La LGV ne développe pas, mais déménage
| LGV PL : l'imposture - LGV : impacts socio-économiques |
Entretien avec Yves Crozet, professeur d'économie à l'université de Lyon 2 et directeur du laboratoire d'économie des transports publié dans La République des Pyrénées
LGV : une infrastructure qui déménage le territoire vite fait
Selon vous, à quelles conditions les grandes infrastructures – autoroute, contournement d’agglomération, LGV – peuvent- elles être des outils d’aménagement du territoire et de développement économique ?
Les économistes ont expliqué depuis longtemps que les infrastructures de transport ont surtout pour objet de « déménager le territoire ». Elles créent des effets de centralité, de massification, qui renforcent les pôles.

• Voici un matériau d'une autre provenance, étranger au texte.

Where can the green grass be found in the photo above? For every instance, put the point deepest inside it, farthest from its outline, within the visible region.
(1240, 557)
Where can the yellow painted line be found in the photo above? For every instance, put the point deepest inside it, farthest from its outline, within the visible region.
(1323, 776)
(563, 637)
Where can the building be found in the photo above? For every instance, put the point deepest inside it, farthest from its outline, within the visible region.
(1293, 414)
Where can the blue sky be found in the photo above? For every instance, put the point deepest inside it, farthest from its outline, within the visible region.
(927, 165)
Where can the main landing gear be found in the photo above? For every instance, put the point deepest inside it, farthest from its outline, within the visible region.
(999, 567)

Leur impact n’est pas celui de l’homogénéisation des territoires, mais de la polarisation.
Il y a donc un effet sur le développement économique, mais ce n’est pas une baguette magique.

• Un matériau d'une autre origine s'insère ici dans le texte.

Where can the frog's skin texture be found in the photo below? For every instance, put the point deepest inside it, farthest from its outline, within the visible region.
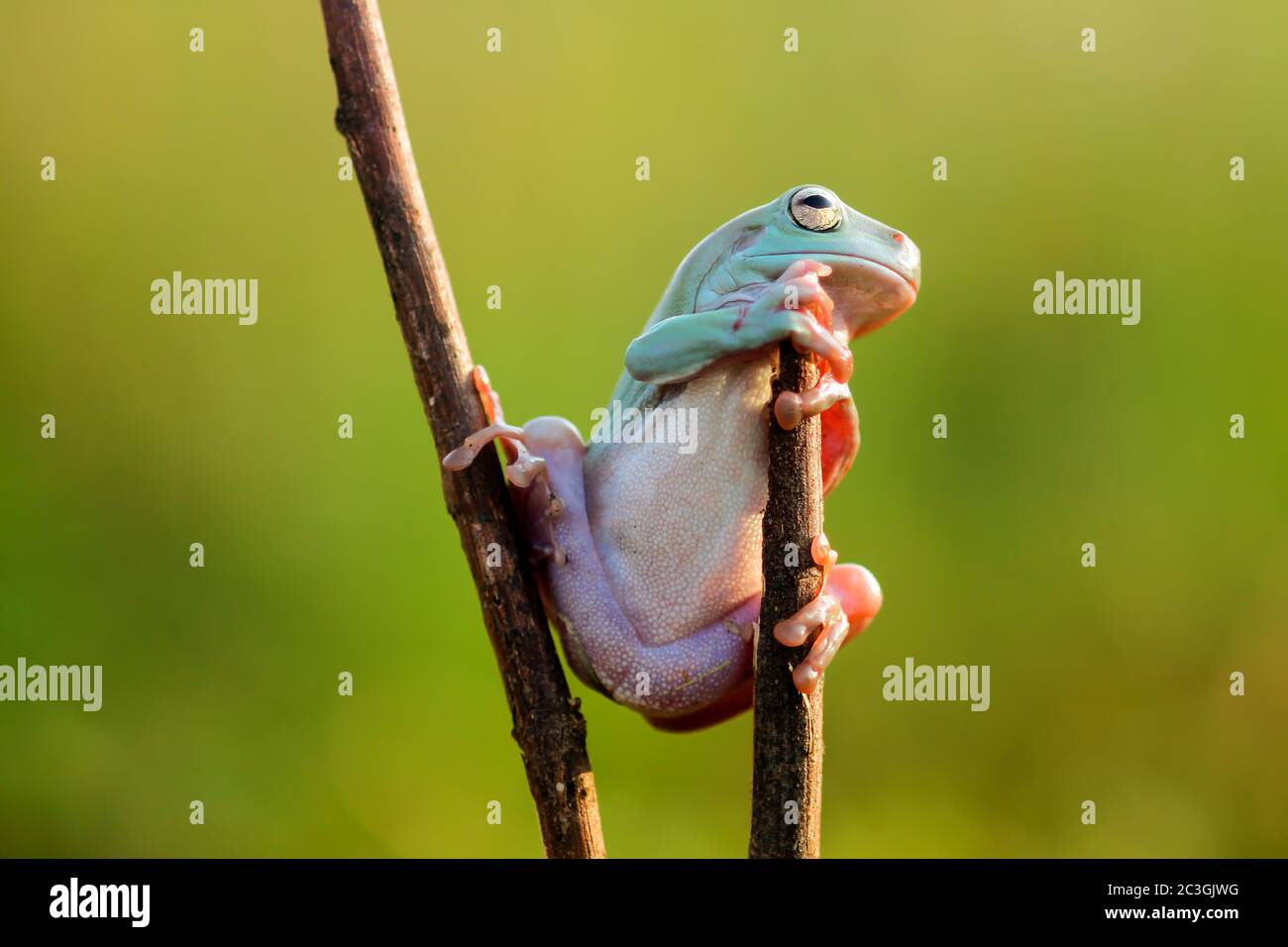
(651, 552)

Les infrastructures réorganisent la répartition des activités sur le territoire, elles ne sont pas à la source de ces activités.
LGV : effet de polarisation économique, et d’étalement urbain garanti
Ces infrastructures ne peuvent- elles pas participer également à un certain dynamisme du monde rural, comme le disent certains élus ruraux dont des bretelles d’autoroutes ou des gares sont réaménagées ?
Le cas des zones rurales est intéressant car les infrastructures en général ou toute amélioration d’un service de transport y compris ferroviaire, ont sur elles des effets ambivalents : l’amélioration des routes et autoroutes va par exemple attirer ou maintenir des habitants dans les villages.
Mais il n’en va pas de même pour l’emploi. La localisation des ménages se diffuse grâce aux infrastructures, ce que l’on appelle l’étalement urbain, souvent critiqué par les élus des grandes villes. Mais la localisation des entreprises se concentre sur les grands axes et les pôles régionaux. Il y a donc bien déménagement dans l’aménagement.
LGV : L’effet pigeon
EVITER TOUT FETICHISME DE L'INFRASTRUCTURE
Vous avez écrit qu’il faut éviter tout fétichisme de l’infrastructure. Que voulez-vous dire et pensez- vous que les élus, en règle générale, ont des tendances fétichistes pour reprendre votre allégorie psychanalytique ?
Dès que l’on présente une infrastructure comme la corne d’abondance qui va dynamiser les territoires, on prend ses désirs pour des réalités, ce qui est une forme de fétichisme.
Les élus ne sont pas tous atteints par ce syndrome et, quand ils en sont atteints, ils ne sont pas les seuls.
Notre mission de chercheur est donc de rappeler encore et toujours que les infrastructures ne créent pas d’emploi en elles-mêmes (sauf pour la construction) et que leurs effets sont dans le changement de position relative des territoires pour attirer les entreprises et les ménages.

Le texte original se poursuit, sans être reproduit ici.